Book What s the Use of Art

    Book Details:
  • Author : Jan Mrazek
  • Publisher : University of Hawaii Press
  • Release : 2007-12-03
  • ISBN : 0824830636
  • Pages : 330 pages

Download or read book What s the Use of Art written by Jan Mrazek and published by University of Hawaii Press. This book was released on 2007-12-03 with total page 330 pages. Available in PDF, EPUB and Kindle. Book excerpt: Post-Enlightenment notions of culture, which have been naturalized in the West for centuries, require that art be autonomously beautiful, universal, and devoid of any practical purpose. The authors of this multidisciplinary volume seek to complicate this understanding of art by examining art objects from across Asia with attention to their functional, ritual, and everyday contexts. From tea bowls used in the Japanese tea ceremony to television broadcasts of Javanese puppet theater; from Indian wedding chamber paintings to art looted by the British army from the Chinese emperor’s palace; from the adventures of a Balinese magical dagger to the political functions of classical Khmer images—the authors challenge prevailing notions of artistic value by introducing new ways of thinking about culture. The chapters consider art objects as they are involved in the world: how they operate and are experienced in specific sites, collections, rituals, performances, political and religious events and imagination, and in individual peoples’ lives; how they move from one context to another and change meaning and value in the process (for example, when they are collected, traded, and looted or when their images appear in art history textbooks); how their memories and pasts are or are not part of their meaning and experience. Rather than lead to a single universalizing definition of art, the essays offer multiple, divergent, and case-specific answers to the question "What is the use of art?" and argue for the need to study art as it is used and experienced. Contributors: Cynthea J. Bogel, Louise Cort, Richard H. Davis, Robert DeCaroli, James L. Hevia, Janet Hoskins, Kaja McGowan, Jan Mrázek, Lene Pedersen, Morgan Pitelka, Ashley Thompson.
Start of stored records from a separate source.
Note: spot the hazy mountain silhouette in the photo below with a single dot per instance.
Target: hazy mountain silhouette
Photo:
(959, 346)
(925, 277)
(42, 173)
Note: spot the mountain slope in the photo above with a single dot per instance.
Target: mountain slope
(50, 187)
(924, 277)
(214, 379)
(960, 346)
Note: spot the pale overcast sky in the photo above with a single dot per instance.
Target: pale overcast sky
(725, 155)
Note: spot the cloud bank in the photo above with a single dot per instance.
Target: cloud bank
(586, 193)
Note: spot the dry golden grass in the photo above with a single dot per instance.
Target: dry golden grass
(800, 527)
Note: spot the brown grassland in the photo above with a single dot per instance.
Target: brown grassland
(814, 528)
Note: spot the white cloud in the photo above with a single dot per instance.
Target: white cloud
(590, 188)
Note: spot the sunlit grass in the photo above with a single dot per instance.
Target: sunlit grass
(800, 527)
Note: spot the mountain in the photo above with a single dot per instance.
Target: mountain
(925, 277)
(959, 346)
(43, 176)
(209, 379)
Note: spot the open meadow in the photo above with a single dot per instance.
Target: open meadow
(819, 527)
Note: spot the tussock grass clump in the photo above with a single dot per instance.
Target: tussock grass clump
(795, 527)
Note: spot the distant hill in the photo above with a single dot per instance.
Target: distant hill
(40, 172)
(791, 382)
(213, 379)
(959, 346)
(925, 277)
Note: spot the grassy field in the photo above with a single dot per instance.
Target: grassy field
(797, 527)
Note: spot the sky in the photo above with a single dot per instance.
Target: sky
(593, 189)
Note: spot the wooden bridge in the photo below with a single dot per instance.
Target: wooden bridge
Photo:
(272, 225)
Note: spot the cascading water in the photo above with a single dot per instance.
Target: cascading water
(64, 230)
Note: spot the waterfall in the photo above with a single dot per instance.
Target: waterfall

Book Religion and Ecology in India and Southeast Asia

Download or read book Religion and Ecology in India and Southeast Asia written by David L Gosling and published by Routledge. This book was released on 2013-01-11 with total page 224 pages. Available in PDF, EPUB and Kindle. Book excerpt: What part can Hindu and Buddhist traditions play in resolving the ecological problems facing India and South East Asia? David Gosling's exciting study, based on extensive fieldwork, is of global significance: the creation of more sustainable relationships between people and the natural world is one of the most urgent social and environmental problems of the new millennium. David Gosling looks at the religions historically and from a contemporary perspective.

Book Buddha s Diet

    Book Details:
  • Author : Tara Cottrell
  • Publisher : Running Press Adult
  • Release : 2016-09-06
  • ISBN : 0762460466
  • Pages : 242 pages

Download or read book Buddha s Diet written by Tara Cottrell and published by Running Press Adult. This book was released on 2016-09-06 with total page 242 pages. Available in PDF, EPUB and Kindle. Book excerpt: The pampered prince Siddhartha tried dieting and didn't like it anymore than you do. When he became the Buddha, he found the "middle way" between overindulgence and abstinence. Modern science confirms what Buddha knew all along: it's not what you eat that's important, but when you eat. Sure, he lived before the age of doughnuts and French fried, but his teachings provide a sane, mindful approach to achieving optimum health.